Así resume Josefina Santiago la lucha de plazo perpetuo de los
campesinos mexicanos del sur del país, que conservan la infinita diversidad de
semillas nativas de las milpas de subsistencia autónoma. Es una crítica a la
modernidad, a la pérdida de la identidad, de la salud y a la dependencia del
dinero. Si millones de campesinos pueden colocarse con tal firmeza frente a la
realidad es porque conservan las semillas autónomas de sus cultivos vitales.
Semilla nativa de oba (Zea mays), en Orosdub. Foto: Gubiler |
En México, desde 2007 existe una ley de semillas que dirige la
investigación y los apoyos hacia aplicaciones comerciales, da lineamientos políticos
hacia la “competitividad” totalmente ajenos a la lógica campesina y ordena integrar
un “catálogo nacional de variedades vegetales” con alto grado de sofisticación
técnica. Para tener semillas, dice su artículo 34, hay que ser productor
registrado o comprador. Se prohíbe el intercambio y el regalo[1].

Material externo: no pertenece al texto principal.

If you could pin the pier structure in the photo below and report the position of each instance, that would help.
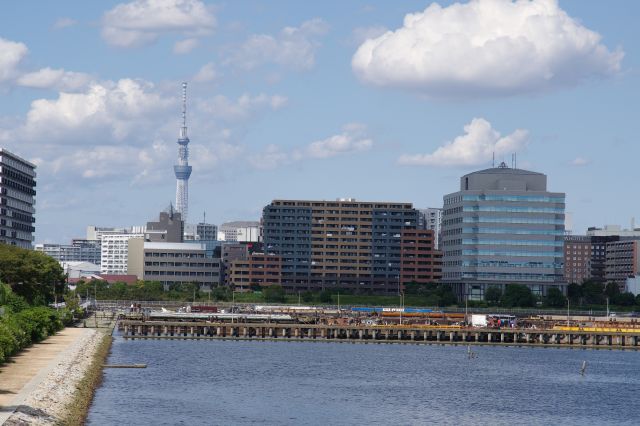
(611, 338)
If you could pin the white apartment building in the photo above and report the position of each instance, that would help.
(115, 252)
(239, 231)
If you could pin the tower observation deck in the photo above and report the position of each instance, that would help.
(183, 169)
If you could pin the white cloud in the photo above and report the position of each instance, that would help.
(64, 23)
(580, 161)
(477, 146)
(11, 54)
(293, 47)
(486, 48)
(185, 46)
(352, 140)
(141, 22)
(206, 74)
(58, 79)
(361, 34)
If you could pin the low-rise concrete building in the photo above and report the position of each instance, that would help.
(623, 261)
(173, 263)
(258, 269)
(420, 262)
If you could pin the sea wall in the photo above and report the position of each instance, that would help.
(50, 401)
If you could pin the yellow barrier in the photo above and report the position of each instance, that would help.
(598, 329)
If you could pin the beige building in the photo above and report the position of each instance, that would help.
(173, 263)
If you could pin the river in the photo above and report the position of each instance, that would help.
(280, 383)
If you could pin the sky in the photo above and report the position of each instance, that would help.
(373, 100)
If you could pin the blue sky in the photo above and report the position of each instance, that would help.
(315, 100)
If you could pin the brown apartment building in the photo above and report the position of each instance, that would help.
(345, 243)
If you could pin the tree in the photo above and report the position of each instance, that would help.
(32, 275)
(611, 290)
(307, 296)
(555, 298)
(493, 295)
(517, 295)
(273, 294)
(592, 292)
(325, 296)
(624, 299)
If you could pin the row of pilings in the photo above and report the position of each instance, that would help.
(378, 334)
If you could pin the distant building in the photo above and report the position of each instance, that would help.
(96, 232)
(17, 200)
(632, 285)
(257, 269)
(78, 251)
(168, 229)
(420, 262)
(206, 231)
(585, 257)
(115, 252)
(339, 244)
(239, 231)
(503, 227)
(623, 261)
(431, 218)
(173, 263)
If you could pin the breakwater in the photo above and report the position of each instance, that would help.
(613, 338)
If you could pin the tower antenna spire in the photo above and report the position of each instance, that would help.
(183, 169)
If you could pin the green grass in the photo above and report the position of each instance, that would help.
(345, 299)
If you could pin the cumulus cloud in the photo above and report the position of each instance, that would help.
(486, 48)
(11, 54)
(58, 79)
(185, 46)
(104, 111)
(293, 47)
(477, 146)
(206, 74)
(580, 161)
(353, 139)
(64, 23)
(361, 34)
(141, 22)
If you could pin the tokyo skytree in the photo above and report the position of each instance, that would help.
(183, 169)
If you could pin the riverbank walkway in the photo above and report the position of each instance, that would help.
(22, 374)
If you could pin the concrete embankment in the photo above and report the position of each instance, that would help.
(40, 385)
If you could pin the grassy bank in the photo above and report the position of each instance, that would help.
(78, 408)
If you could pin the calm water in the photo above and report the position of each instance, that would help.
(276, 383)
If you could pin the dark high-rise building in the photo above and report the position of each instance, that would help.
(17, 200)
(339, 244)
(503, 227)
(168, 229)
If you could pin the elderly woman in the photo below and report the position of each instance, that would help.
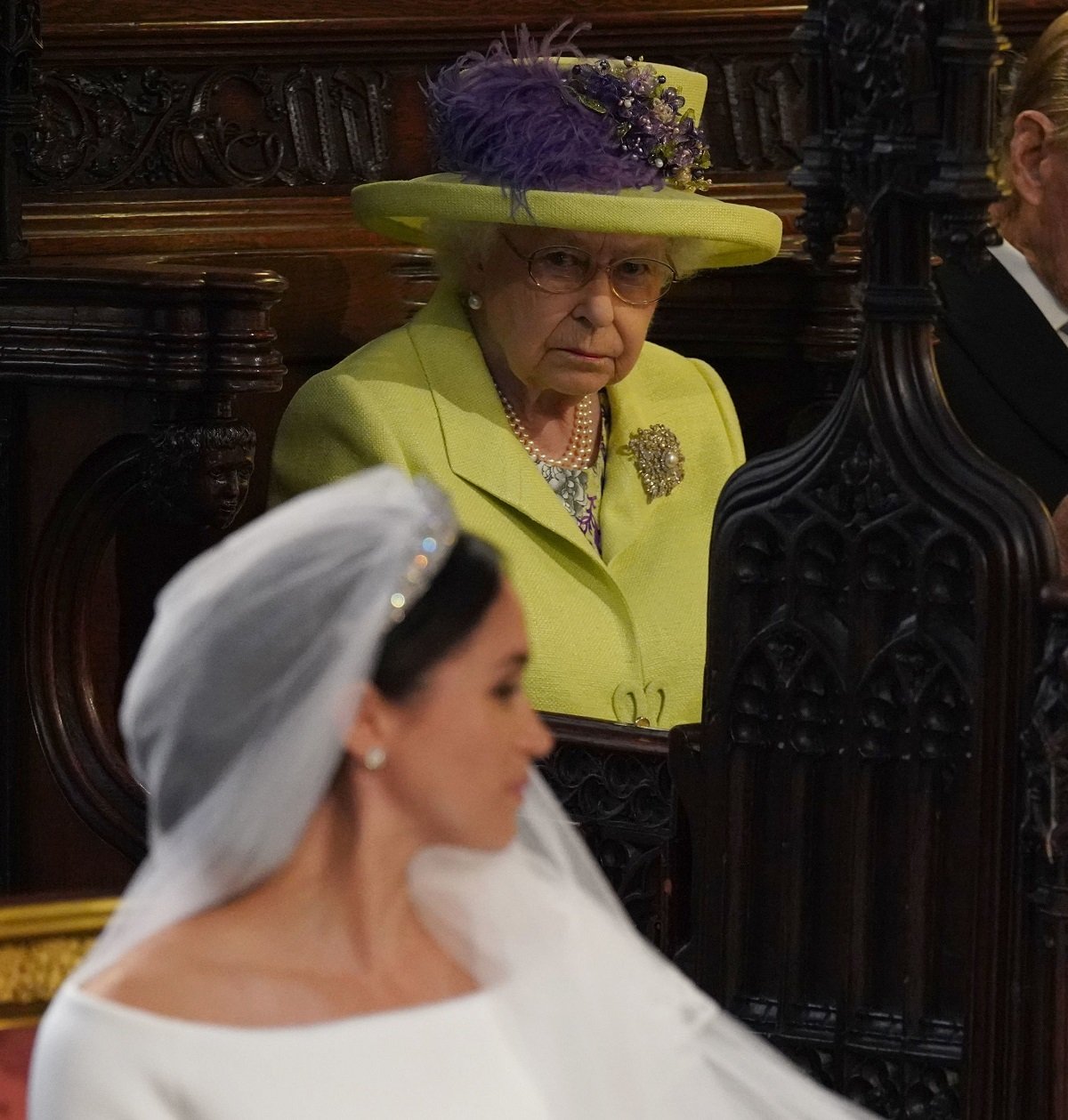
(336, 916)
(591, 458)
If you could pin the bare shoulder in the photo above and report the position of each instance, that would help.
(167, 974)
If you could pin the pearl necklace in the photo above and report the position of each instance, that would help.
(579, 447)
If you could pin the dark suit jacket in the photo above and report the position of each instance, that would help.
(1004, 371)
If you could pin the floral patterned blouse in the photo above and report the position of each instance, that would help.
(579, 489)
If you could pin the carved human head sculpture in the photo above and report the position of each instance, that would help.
(201, 472)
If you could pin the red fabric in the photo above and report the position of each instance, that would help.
(14, 1050)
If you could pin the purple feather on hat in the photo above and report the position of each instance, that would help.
(514, 122)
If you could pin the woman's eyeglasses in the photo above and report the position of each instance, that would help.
(559, 269)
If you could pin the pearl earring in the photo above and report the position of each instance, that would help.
(375, 758)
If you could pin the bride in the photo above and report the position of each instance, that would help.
(360, 899)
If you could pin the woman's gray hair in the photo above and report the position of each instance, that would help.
(459, 245)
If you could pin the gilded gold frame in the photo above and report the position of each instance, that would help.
(39, 944)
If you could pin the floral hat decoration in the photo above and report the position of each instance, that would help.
(543, 135)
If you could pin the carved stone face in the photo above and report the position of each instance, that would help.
(222, 483)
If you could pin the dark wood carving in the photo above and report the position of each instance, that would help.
(853, 788)
(20, 44)
(1046, 856)
(222, 126)
(613, 782)
(180, 347)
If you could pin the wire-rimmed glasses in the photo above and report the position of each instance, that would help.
(559, 269)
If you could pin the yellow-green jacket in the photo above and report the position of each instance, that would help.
(619, 635)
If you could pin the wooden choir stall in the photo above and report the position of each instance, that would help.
(859, 850)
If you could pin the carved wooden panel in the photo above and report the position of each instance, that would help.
(242, 126)
(854, 786)
(141, 372)
(613, 782)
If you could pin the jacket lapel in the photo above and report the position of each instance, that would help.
(479, 442)
(624, 507)
(1011, 342)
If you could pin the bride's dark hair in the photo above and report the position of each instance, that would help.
(446, 614)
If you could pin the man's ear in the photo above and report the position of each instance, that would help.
(1032, 134)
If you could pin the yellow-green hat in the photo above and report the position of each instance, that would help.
(601, 146)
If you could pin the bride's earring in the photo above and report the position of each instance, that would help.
(375, 758)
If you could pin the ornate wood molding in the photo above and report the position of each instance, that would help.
(239, 125)
(613, 782)
(872, 633)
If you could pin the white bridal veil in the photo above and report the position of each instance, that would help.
(233, 718)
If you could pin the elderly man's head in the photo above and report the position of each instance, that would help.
(1034, 160)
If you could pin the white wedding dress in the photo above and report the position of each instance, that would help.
(449, 1060)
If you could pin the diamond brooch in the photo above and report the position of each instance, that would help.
(658, 459)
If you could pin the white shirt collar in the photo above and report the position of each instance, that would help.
(1020, 269)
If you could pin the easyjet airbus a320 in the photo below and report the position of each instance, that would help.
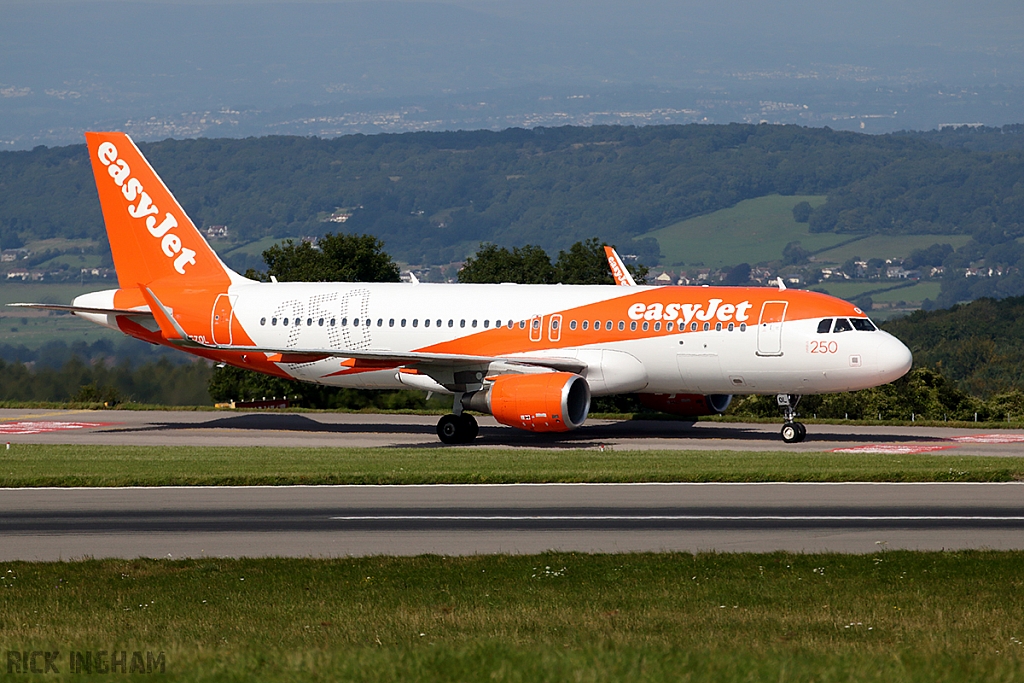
(531, 355)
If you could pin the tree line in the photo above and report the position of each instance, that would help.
(432, 198)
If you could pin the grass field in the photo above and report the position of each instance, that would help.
(888, 616)
(39, 465)
(34, 328)
(250, 249)
(853, 289)
(756, 230)
(889, 246)
(752, 231)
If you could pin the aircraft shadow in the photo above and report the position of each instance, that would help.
(590, 435)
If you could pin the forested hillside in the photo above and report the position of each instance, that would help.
(434, 197)
(979, 346)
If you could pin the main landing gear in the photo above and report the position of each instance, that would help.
(458, 427)
(793, 432)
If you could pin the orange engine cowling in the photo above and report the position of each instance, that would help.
(545, 402)
(687, 404)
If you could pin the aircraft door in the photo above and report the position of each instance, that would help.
(555, 328)
(355, 307)
(770, 328)
(220, 319)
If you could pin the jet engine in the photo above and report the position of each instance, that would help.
(543, 402)
(687, 404)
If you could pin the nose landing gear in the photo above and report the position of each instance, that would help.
(793, 432)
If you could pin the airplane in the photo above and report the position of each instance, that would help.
(530, 355)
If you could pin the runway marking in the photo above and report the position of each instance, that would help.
(41, 415)
(824, 518)
(43, 426)
(892, 449)
(988, 438)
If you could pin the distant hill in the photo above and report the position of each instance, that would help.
(433, 198)
(979, 346)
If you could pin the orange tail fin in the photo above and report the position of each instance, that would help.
(152, 239)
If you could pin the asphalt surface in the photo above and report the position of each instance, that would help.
(328, 429)
(332, 521)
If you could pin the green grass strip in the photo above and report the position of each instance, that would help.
(892, 616)
(42, 465)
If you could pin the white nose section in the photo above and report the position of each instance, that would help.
(894, 358)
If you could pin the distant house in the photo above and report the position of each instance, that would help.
(8, 255)
(216, 232)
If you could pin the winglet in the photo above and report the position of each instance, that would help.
(619, 271)
(169, 328)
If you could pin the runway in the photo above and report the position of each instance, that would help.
(336, 521)
(335, 429)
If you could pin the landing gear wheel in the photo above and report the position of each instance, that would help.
(794, 432)
(450, 429)
(454, 429)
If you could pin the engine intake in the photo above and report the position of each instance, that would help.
(544, 402)
(687, 404)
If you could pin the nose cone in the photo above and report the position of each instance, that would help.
(894, 358)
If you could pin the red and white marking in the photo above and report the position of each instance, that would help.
(41, 427)
(988, 438)
(892, 449)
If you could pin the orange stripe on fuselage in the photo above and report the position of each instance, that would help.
(658, 304)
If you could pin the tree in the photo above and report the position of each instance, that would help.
(584, 263)
(526, 265)
(336, 258)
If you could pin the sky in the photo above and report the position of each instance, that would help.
(249, 67)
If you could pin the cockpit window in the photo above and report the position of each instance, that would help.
(842, 325)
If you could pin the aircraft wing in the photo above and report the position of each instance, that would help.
(83, 309)
(388, 358)
(176, 335)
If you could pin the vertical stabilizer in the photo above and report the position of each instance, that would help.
(619, 271)
(152, 239)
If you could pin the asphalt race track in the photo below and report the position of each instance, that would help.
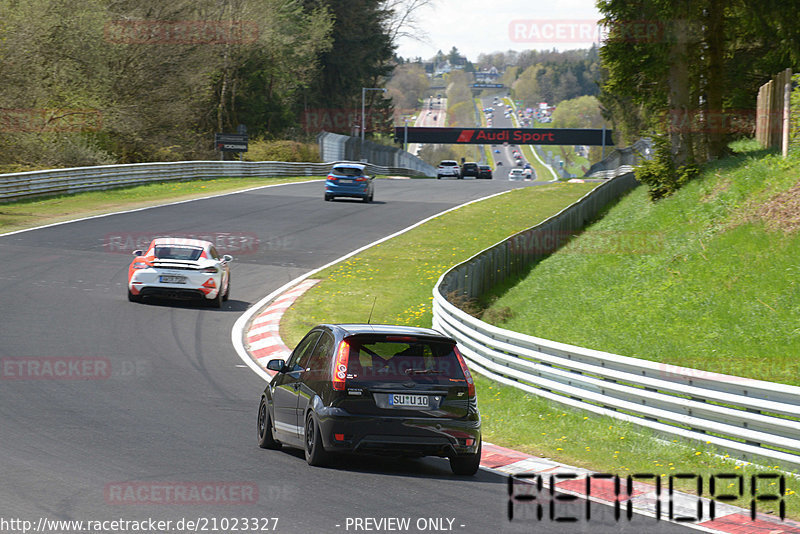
(161, 422)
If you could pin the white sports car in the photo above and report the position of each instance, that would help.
(188, 269)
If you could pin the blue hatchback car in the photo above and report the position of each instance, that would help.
(349, 180)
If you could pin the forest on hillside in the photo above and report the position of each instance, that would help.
(86, 82)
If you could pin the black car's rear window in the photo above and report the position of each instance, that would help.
(178, 252)
(346, 171)
(393, 359)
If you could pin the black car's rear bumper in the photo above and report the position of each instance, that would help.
(172, 293)
(370, 434)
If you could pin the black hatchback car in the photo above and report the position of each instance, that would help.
(373, 389)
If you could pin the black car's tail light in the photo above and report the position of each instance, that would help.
(340, 366)
(467, 374)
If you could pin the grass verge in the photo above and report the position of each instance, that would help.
(706, 279)
(399, 275)
(29, 213)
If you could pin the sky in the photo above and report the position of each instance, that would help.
(481, 26)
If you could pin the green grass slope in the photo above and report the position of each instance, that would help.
(707, 278)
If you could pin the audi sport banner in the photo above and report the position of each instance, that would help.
(514, 136)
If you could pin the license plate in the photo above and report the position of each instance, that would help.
(166, 279)
(414, 401)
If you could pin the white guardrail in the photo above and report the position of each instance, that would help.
(750, 419)
(73, 180)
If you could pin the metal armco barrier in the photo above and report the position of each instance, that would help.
(749, 419)
(65, 181)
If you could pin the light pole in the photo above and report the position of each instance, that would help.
(363, 95)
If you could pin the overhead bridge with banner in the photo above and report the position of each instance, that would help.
(520, 136)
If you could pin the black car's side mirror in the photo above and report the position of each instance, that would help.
(276, 365)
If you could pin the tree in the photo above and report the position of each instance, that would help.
(408, 85)
(706, 61)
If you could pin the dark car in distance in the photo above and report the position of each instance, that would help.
(469, 169)
(373, 389)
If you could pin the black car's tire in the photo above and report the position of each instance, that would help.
(468, 464)
(266, 439)
(315, 452)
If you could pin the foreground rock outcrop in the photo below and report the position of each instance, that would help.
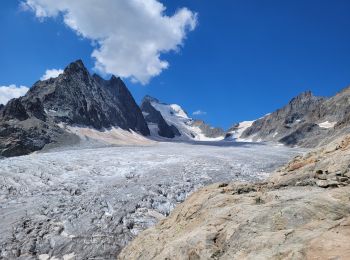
(301, 212)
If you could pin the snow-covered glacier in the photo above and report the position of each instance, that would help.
(88, 203)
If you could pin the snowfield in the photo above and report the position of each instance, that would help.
(88, 203)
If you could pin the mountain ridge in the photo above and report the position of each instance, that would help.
(29, 123)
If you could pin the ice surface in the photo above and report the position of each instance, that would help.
(88, 203)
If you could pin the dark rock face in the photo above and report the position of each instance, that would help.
(207, 130)
(153, 116)
(297, 123)
(75, 97)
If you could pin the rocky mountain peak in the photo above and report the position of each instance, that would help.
(73, 98)
(150, 99)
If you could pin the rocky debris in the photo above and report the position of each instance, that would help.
(301, 212)
(29, 123)
(154, 117)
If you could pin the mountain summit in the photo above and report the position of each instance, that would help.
(75, 97)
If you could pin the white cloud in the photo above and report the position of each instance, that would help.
(51, 74)
(9, 92)
(131, 35)
(199, 112)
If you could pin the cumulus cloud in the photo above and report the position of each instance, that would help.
(129, 35)
(51, 74)
(11, 91)
(199, 113)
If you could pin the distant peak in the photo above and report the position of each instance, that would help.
(148, 98)
(75, 66)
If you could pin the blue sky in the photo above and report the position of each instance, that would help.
(243, 59)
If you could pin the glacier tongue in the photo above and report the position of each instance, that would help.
(90, 202)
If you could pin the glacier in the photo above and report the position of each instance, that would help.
(89, 203)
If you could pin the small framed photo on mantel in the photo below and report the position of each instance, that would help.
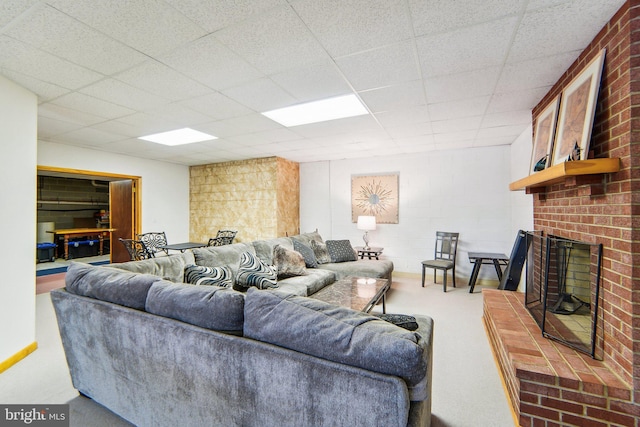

A los miles de intercambios libres de semillas autóctonas los somete, según el
capítulo “De la inspección y vigilancia” de su reglamento, decretando que todos
los que se relacionen con la “producción, reproducción, almacenamiento, comercio
y beneficio de semillas” deben permitir la inspección de sus actividades, y entregar
a pedido información específica[2].
En su redacción participaron representantes de las más poderosas trasnacionales
de los negocios agrícolas, que obedecen lineamientos de la International Seed
Federation[3],
organismo creado para garantizar las ganancias de las empresas.
Pese a esta ley, que no ha logrado imponerse porque la persistencia
de la vida campesina no termina por decreto, en México se siembran y cosechan
23 millones de toneladas de maíz. Más de 60% de ese maíz (casi 14 toneladas) proviene
del sur campesino, donde prácticamente toda la tierra es propiedad colectiva y las
semillas son propias. De ese total de maíz campesino, más de siete millones de
toneladas se destinan al consumo de las comunidades, sin pasar por el mercado[4].
Es maíz que se cultiva con frijoles, tomates, calabazas, chiles, chayotes,
amarantos, yerbas curativas, agaves, nopales, cítricos, café, cacao, frutales, tubérculos,
apiáceas, rábanos, cebollas. Y las abejas atestiguan, desde sus cajones, el desenvolvimiento
del ciclo. De la cosecha se convida a los animales y a los santos. Debe alcanzar
también para cocinar en las asambleas y otras importantes ocasiones políticas. Es
decir: la autonomía de miles de comunidades campesinas para planear sus
destinos o enfrentar los problemas es posible por la cosecha de maíces y otros
cultivos propios. Defender las semillas nativas es igual a defender posibilidades
tangibles de una independencia que desafía no sólo al mercado sino al dinero. Y
eso es tremendamente subversivo.
Desde la perspectiva de las corporaciones, el versátil maíz es un
botín industrial. Puede transformarse en combustibles, aceites, endulzantes, forrajes,
textiles, pegamentos, plásticos (o comida). Siempre y cuando se homogenice, se
siembre en monocultivo y se rompa su integridad genética. La agricultura industrial
crea un maíz anti-comunitario: un mero insumo que no podría sobrevivir entre ejotes
y zapallitos, ni mucho menos entre mujeres, niños, ancianos, pollos o abejas. Inundar
con esos maíces “mejores” las comunidades de México es una estrategia de
deshabilitación: junto con el acaparamiento y la privatización de las semillas
nativas se lastima el aplomo para enfrentar la enormidad de los climas, dejan de
entenderse las estrellas, se rompen las conversaciones entre plantas y hu- manos,
se desconfía de la historia propia, se abren abismos insondables entre los
pueblos, los cultivos y las tierras, puede hacerse insostenible la agricultura
ancestral con sus cuidados comunitarios.
Desde la perspectiva de la ganancia todos esos males son inversiones:
es necesario desaparecer la autonomía alimentaria porque así las comunidades se
pueden convertir en meros reservorios de brazos a emplearse en cualquier cosa.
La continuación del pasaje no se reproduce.